Nonetheless, the removal of children is a double-edged sword. While remaining children would clearly benefit, those removed would remain unvaccinated —which does not serve their interests. These unvaccinated children would also still go to the park, to the shopping centre, to swimming lessons etc.
That could result in ever more coercive measures, such as the ban on unvaccinated minors entering public spaces —including synagogues, churches, schools, restaurants, stores and public transit —that was implemented in New York’s Rockland County in March 2019. It could include criminal sanctions for failing to follow a recommended vaccination schedule.

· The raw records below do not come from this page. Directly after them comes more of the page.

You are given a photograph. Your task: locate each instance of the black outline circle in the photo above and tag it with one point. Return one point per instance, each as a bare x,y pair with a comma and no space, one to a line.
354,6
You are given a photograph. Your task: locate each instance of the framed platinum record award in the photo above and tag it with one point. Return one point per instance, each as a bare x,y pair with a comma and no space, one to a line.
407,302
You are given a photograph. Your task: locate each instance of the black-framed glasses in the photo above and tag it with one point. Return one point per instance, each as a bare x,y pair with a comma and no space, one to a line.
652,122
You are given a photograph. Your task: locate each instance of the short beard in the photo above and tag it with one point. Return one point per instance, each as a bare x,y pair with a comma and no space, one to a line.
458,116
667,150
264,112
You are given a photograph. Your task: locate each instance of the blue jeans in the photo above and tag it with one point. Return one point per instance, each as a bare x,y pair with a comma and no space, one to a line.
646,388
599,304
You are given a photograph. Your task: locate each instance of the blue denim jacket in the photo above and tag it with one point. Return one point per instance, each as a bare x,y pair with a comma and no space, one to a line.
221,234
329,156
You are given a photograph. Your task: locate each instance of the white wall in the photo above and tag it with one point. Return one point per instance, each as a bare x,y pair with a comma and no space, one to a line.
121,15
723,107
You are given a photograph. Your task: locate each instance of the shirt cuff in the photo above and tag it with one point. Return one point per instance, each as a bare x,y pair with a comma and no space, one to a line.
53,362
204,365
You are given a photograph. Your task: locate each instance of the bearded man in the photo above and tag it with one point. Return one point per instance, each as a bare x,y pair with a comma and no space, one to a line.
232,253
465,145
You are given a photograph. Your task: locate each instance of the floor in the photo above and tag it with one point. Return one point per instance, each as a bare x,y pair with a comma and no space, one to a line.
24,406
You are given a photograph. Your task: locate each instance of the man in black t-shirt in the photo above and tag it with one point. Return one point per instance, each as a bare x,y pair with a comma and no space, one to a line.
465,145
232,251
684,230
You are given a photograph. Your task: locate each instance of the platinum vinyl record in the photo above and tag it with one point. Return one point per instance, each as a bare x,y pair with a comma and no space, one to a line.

Another possible consequence is the emboldening of the small but vocal anti-vaccination movement, and greater entrenchment of anti-vaccine views. Entrenchment of anti-vaccine sentiment would make coercive measures both increasingly necessary and more difficult to implement; it is unclear whether the public has the appetite for that.
Are there ways to increase vaccination rates that avoid these consequences? Maybe.
Notably, not all under-vaccination results from so-called anti-vaxxers rigidly opposing vaccination and impervious to scientific evidence —usually estimated to be between two and three per cent of the population, (although one recent poll puts it as high as five per cent). For example, one third of Canadians express concerns over vaccination, yet many of these vaccinate anyway, if incompletely. Such concerns, combined with complacency and barriers to access, affect vaccination coverage.
Some non-coercive measures can address these other causes. For example, targeted information campaigns, early intervention, diversification of vaccine delivery, automatic reminders and targeted follow-up are all positively associated with vaccine uptake.
Crucially, to gain the most from these measures, jurisdictions would require better reporting and tracking than currently exists.
We should not be naïve about the health risks posed by undervaccination, or the impossibility of converting hard-core anti-vaxxers with appeals to evidence.
In particular, non-coercive measures might prove insufficient to reduce clustering. Some schools, for example, exhibit exceptionally low vaccination coverage. And there is reason to believe that hard-core opponents of vaccination are attracted to such schools. In which case, more coercive measures may become necessary.
But when it comes to such measures, we should proceed carefully. Not because of the fiction that such measures violate parents’ rights or children’s rights to an education. Vaccination is in the public interest, including that of individual children, which the state has a duty to protect.